January 25, 2009

Book Review: RESTful .NET by Jon Flanders

As Jon Flanders explains early on in his enjoyable book, Representational State Transfer (REST) is a set of guidelines on how to architect your web applications. Because it is tightly aligned with HTTP, architectures that follow the principles of REST are able to hook into a number of benefits that come built into the technologies that surround the web.

Flanders delves into REST briefly, but he does it well enough that you understand its value even if you haven't consumed the groundbreaking book RESTful Web Services.
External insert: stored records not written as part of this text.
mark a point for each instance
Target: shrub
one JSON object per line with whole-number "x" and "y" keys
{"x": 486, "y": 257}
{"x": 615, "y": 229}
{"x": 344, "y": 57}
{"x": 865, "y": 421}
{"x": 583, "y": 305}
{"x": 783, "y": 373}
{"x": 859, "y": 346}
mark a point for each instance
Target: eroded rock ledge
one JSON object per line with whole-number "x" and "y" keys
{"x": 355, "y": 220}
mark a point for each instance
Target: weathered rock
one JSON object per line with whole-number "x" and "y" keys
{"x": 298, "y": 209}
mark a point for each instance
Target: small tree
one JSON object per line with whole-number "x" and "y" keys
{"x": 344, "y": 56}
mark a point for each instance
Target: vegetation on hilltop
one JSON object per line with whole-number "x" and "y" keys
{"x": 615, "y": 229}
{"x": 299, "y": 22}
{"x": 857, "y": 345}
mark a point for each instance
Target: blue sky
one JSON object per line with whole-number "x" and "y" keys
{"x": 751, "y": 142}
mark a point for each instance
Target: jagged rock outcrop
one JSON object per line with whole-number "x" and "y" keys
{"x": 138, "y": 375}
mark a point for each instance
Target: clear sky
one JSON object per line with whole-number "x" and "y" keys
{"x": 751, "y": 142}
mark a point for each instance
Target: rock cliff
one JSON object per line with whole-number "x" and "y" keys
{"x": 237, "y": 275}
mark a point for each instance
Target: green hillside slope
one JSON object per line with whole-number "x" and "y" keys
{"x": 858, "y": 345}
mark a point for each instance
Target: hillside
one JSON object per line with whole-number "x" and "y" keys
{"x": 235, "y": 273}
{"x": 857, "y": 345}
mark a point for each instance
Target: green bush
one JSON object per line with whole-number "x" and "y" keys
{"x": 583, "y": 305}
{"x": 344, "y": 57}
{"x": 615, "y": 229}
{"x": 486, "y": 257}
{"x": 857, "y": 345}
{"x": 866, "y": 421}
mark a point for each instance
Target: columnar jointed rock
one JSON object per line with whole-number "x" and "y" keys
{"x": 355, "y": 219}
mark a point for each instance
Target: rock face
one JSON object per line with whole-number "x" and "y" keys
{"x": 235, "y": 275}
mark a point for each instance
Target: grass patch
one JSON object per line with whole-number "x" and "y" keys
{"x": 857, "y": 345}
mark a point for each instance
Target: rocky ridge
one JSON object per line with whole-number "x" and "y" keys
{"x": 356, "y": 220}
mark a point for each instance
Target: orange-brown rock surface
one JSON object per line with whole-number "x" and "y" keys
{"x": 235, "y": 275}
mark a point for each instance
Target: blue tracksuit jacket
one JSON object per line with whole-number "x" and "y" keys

The transition to programming REST using .NET is just as nicely handled. Windows Communication Foundation is a sprawling technology precisely because it is a model that covers a wide variety of programming paradigms (it supports a multitude of protocols like messaging, HTTP, SOAP, etc).

There is a quick tutorial on implementing HTTP services using WCF - which serves to remind us that WCF isn't only tightly coupled to SOAP. The rest of the book is divided up into chapters that zero in on specific implementation using WCF: Read-only services, Read/Write services, RESTful services and Feeds. Flanders also covers both server side implementation and client-side consumption of the services. There is coverage of Ajax and Silverlight clients and a short chapter on using WCF Workflow to deliver the REST services.

The value of the book is that it zeroes in on the essentials and provides very lean tutorials

RESTful .NET's biggest strength is that it is concise, clear and lean. To that point, you need the basics of HTTP, SOAP, WCF, XML, C# and (briefly) ASP in place to fully appreciate the book. The most valuable chapter for me was the one in which Flanders covers programming feeds. But there is enough diversity in terms of types of constructs implemented, that you'll find something of value here.

Highly recommended if you are a Windows Web programmer and have a growing interest in REST.